More often than not, the people that create new systems are not the same people that take these concepts and apply them to practical business problem. It takes many kinds of people to help a company grow.

celrod · on Aug 26, 2018

Hadley Whickam also stressed the importance of readability and reproducibility of code vs software like Excel. A sequence of manipulations and button presses doesn't leave a clear history for others in your team to understand or quickly test and reproduce your work to validate, or apply to be data sets.

For work to be "science", it really ought to be transparent and reproducible within your community (eg, team within your firm).

sonofaragorn · on Aug 27, 2018

This is an important point too. I'm still amused by the story of the "Growth in a Time of Debt" paper. Two famous Harvard economist made an Excel mistake (among other things) that completely changed the conclusion of their study and ultimately affected real-world economic policies.

Here is a summary of the story: https://www.nytimes.com/2013/04/19/opinion/krugman-the-excel...

compcoffee · on Aug 26, 2018

>So if, in Excel, you can fit a regression from "scratch", (i.e. not using any built-in regression functions) and use the built-in functions for convenience, that's fine.

I suppose it depends on what you mean by "can". Much like whiteboard interviewing, I bet I can't sit down today and implement a regression from scratch, because I'm out of practice. I have had no need to retain that information; there are tools that do it for me.

Could I do it quickly with a stats 101 textbook in my lap (or 10 minutes of Googling)? Absolutely.

kgwgk · on Aug 26, 2018

I don’t think most “data scientists” can do b = (X′X)^(−1) X′ Y right off the top of their heads either.

curiousgal · on Aug 26, 2018

Let's take a simple example, linear regression. You can fit a linear model with w few button clicks in Excel and then look at R² to check if it's high enough and call it a day. Whereas in R you'd be able to easily check a bunch of other metrics to assess your model (ANOVA, plot the residuals, etc). When there's a lot at stake, you want to make the decision yourself and not just rely on the output of a black box.

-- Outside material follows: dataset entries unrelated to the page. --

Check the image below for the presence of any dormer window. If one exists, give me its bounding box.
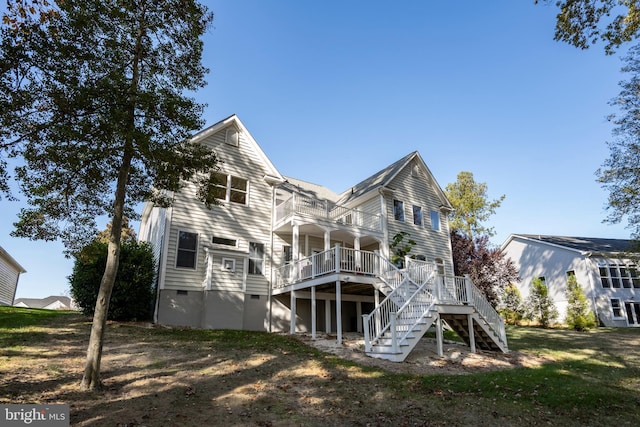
[224,126,240,147]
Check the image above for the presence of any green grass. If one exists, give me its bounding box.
[0,307,640,426]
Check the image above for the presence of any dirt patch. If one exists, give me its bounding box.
[296,334,552,375]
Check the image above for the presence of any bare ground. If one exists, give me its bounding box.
[0,316,576,427]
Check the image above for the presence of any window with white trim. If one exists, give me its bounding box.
[248,242,264,274]
[611,298,624,319]
[212,172,249,205]
[393,199,404,222]
[413,205,422,227]
[176,231,198,269]
[429,211,440,231]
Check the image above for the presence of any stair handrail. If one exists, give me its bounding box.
[465,275,507,350]
[362,257,435,351]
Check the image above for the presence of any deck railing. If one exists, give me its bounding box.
[275,194,382,231]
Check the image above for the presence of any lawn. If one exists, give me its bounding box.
[0,307,640,427]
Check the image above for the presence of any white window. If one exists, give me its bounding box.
[429,211,440,231]
[393,199,404,222]
[413,205,422,227]
[222,258,236,271]
[611,298,623,319]
[249,242,264,274]
[213,173,249,205]
[176,231,198,269]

nostrebored · on Aug 26, 2018

All of the things you're taking about are possible to do with Excel. Of course I prefer R, but at some level we all abstract away algorithmic responsibility and return granularity.

world2vec · on Aug 26, 2018

You can also easily obtain summary statistics and ANOVAs, etc, in Excel with a few clicks.

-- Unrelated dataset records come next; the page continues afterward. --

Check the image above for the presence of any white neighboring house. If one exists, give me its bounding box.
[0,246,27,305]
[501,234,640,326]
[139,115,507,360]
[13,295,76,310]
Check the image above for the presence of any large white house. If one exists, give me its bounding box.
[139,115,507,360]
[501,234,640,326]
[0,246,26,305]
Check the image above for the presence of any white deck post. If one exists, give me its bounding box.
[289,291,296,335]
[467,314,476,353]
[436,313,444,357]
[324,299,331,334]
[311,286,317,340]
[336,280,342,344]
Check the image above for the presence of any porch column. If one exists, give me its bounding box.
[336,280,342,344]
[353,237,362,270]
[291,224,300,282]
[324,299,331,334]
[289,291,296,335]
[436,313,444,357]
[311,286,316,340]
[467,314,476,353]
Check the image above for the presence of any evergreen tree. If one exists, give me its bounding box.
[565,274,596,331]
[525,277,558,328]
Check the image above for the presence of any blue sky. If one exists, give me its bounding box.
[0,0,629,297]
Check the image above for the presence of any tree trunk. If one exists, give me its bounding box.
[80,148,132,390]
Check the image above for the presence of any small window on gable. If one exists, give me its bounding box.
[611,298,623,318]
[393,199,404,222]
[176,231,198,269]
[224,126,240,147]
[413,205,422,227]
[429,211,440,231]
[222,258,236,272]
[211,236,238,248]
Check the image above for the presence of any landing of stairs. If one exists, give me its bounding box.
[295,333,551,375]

JumpCrisscross · on Aug 26, 2018

> You can also easily obtain summary statistics and ANOVAs, etc, in Excel with a few clicks

To be clear, my original comment was not criticizing Excel. It pokes fun at analysts who couldn't tell you a Type I error from a Type II being branded as "data analysts" because they build DCF models.

fma · on Aug 26, 2018

I think a relevant analogy from back in the day is being able to use frontpage and then calling yourself a web developer.

Certainly it has good features to create what you want, and you could edit source (if you can read it!)...but it's used by people who have a elementary knowledge of web development.